Can aspirin help my clots or prevent clots from happening?
A: Aspirin is most effective in reducing vascular events in patients with arterial disease. It does offer some protection against venous disease, and may reduce risk of a second clot in someone who is no longer taking a blood thinner such as heparin, lovenox , low-molecular-weight heparin, and Coumadin (the generic name is warfarin).

Q: Can I get another blood clot while on blood thinners?
A: It is very rare to develop another blood clot while on blood thinners if you are prescribed the right dose and are within the target range on Coumadin (warfarin).

Q: For how long do I need to be on blood thinners?
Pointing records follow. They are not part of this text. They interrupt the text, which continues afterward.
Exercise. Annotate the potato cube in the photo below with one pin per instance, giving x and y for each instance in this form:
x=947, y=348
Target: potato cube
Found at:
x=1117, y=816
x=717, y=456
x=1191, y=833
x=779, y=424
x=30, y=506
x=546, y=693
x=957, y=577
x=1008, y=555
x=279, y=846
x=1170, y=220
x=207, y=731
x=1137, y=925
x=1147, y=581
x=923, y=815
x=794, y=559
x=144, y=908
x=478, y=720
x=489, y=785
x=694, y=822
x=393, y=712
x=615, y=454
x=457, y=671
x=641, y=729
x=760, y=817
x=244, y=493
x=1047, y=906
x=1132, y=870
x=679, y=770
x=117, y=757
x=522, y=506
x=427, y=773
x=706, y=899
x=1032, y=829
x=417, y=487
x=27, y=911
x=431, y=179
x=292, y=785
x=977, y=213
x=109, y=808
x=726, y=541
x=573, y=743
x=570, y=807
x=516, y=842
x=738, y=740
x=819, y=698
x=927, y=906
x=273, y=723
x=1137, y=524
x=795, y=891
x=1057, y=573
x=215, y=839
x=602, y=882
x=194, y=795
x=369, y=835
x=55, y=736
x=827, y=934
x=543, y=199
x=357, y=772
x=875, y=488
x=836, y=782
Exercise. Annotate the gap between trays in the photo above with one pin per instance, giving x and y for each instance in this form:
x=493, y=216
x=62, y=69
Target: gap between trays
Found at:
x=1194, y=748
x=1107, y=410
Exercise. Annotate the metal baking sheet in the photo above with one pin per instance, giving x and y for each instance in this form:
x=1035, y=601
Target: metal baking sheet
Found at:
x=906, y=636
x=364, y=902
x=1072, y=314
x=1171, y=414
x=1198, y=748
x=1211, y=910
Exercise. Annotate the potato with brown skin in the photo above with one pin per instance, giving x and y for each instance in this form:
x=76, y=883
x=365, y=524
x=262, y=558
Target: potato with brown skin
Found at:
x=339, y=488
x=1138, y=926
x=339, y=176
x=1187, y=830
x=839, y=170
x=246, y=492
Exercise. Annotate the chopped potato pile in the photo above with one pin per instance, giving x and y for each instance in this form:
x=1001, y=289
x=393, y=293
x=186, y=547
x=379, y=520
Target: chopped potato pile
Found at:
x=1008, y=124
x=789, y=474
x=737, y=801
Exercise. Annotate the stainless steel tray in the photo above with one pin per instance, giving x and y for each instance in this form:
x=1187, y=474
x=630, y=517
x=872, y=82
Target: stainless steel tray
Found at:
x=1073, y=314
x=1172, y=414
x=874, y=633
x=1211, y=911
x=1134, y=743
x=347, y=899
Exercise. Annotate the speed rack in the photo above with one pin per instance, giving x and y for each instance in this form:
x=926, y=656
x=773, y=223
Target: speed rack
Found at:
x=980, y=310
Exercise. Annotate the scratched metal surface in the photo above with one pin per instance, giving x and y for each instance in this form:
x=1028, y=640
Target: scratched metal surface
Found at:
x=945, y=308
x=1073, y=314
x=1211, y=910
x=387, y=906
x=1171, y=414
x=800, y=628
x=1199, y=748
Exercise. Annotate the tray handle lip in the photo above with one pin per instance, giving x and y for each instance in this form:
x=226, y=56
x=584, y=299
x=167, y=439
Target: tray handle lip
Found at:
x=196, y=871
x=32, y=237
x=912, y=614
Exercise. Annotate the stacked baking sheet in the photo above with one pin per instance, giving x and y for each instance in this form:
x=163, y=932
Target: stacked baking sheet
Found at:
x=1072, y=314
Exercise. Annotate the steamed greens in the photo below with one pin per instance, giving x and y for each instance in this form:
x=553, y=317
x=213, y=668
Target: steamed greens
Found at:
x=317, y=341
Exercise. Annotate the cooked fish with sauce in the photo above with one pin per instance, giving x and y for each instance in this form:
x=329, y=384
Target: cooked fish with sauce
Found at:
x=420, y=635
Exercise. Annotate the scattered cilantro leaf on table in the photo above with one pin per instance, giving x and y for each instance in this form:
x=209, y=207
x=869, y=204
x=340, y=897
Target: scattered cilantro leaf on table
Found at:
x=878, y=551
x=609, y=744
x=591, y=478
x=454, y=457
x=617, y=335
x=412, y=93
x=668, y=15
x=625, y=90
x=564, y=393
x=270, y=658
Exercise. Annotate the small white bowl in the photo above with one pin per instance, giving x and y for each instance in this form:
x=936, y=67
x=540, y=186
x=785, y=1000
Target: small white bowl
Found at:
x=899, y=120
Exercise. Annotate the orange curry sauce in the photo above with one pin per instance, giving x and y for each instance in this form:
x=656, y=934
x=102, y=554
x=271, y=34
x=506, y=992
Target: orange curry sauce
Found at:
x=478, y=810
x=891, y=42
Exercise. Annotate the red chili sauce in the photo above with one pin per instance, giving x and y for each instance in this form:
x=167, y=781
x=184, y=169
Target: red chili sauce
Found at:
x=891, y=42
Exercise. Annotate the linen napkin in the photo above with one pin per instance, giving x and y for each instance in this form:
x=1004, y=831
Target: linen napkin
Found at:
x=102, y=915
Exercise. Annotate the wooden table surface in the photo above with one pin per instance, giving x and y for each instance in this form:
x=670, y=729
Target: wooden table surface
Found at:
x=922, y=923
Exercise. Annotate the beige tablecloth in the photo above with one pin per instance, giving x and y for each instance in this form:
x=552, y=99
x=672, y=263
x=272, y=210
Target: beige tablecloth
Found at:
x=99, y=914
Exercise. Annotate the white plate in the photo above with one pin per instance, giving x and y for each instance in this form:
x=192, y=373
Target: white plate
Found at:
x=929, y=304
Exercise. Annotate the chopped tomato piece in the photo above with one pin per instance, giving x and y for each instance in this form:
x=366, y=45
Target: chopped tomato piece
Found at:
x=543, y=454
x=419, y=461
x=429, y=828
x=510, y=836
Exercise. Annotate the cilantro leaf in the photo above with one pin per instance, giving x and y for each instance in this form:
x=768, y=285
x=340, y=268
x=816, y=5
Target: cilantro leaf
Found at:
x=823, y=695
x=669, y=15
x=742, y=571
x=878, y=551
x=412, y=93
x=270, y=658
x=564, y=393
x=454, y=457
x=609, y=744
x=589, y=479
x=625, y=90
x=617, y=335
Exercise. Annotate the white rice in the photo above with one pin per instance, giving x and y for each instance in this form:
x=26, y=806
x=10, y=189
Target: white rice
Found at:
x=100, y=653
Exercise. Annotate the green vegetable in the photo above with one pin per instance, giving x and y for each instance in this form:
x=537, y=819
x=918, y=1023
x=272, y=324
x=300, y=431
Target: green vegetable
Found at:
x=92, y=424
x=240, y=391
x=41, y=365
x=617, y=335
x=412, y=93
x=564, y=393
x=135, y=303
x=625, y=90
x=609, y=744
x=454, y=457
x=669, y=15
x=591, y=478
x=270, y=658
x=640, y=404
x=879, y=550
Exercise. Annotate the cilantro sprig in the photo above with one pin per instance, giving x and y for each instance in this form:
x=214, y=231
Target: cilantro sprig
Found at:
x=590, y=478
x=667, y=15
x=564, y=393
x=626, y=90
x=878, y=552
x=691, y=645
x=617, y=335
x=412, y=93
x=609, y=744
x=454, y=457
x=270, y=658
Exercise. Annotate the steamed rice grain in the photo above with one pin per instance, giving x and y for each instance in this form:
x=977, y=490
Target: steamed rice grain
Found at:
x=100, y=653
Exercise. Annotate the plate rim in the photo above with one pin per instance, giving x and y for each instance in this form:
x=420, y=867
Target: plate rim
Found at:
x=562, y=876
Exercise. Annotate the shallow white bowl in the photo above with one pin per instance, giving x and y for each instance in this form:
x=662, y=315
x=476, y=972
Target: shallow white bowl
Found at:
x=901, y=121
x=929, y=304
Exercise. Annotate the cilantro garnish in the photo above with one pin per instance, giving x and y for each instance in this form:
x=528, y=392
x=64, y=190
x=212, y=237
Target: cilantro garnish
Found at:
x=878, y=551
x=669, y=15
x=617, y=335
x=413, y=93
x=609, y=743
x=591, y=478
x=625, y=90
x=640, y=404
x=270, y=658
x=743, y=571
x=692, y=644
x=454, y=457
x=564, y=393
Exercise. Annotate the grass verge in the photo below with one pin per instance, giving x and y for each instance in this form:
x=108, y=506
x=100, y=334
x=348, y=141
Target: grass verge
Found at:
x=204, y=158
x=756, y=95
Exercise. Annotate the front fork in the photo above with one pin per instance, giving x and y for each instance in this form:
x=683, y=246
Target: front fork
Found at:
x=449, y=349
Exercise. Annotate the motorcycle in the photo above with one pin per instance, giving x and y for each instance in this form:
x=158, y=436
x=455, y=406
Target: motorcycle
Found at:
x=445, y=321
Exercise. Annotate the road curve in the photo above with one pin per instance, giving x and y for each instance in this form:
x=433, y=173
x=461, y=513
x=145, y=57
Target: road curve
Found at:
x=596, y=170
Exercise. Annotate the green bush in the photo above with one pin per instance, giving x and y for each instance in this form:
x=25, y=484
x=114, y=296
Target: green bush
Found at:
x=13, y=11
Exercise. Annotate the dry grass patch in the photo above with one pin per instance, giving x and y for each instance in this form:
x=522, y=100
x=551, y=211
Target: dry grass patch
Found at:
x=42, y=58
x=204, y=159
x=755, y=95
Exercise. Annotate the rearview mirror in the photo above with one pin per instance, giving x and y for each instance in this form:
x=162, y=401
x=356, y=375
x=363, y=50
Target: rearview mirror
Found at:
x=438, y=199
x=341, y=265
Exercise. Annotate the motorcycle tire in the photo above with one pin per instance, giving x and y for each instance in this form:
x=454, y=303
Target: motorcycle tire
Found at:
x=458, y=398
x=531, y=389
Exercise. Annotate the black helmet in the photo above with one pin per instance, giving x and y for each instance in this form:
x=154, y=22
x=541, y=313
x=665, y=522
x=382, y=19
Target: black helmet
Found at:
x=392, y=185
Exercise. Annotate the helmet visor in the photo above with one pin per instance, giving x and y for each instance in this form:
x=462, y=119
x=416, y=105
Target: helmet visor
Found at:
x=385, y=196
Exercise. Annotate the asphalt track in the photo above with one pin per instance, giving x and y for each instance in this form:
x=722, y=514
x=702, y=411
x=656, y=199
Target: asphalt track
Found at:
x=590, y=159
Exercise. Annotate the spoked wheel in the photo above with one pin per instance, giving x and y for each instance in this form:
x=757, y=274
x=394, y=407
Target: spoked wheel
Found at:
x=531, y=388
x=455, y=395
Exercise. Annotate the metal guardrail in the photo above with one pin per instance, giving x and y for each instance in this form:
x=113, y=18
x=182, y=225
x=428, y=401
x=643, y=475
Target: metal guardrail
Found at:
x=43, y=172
A: The duration of treatment is individualized and should be discussed carefully with your physician. The decision is mainly based on the reason why the clot occurred and if the risk factor is still present or not (for example a DVT that develops after knee surgery). Three months has been shown to be the minimal duration of treatment as it has been found that up to 20 percent of clots will worsen or recur if treatment is stopped short of this time. If there is no known reason for the clot (i.e., unprovoked DVT or PE), it is generally recommended that blood thinners be continued long term. This can be done with lower doses of blood thinners in some cases. The presence of a genetic risk factor for clotting does not automatically require one to be on blood thinners indefinitely.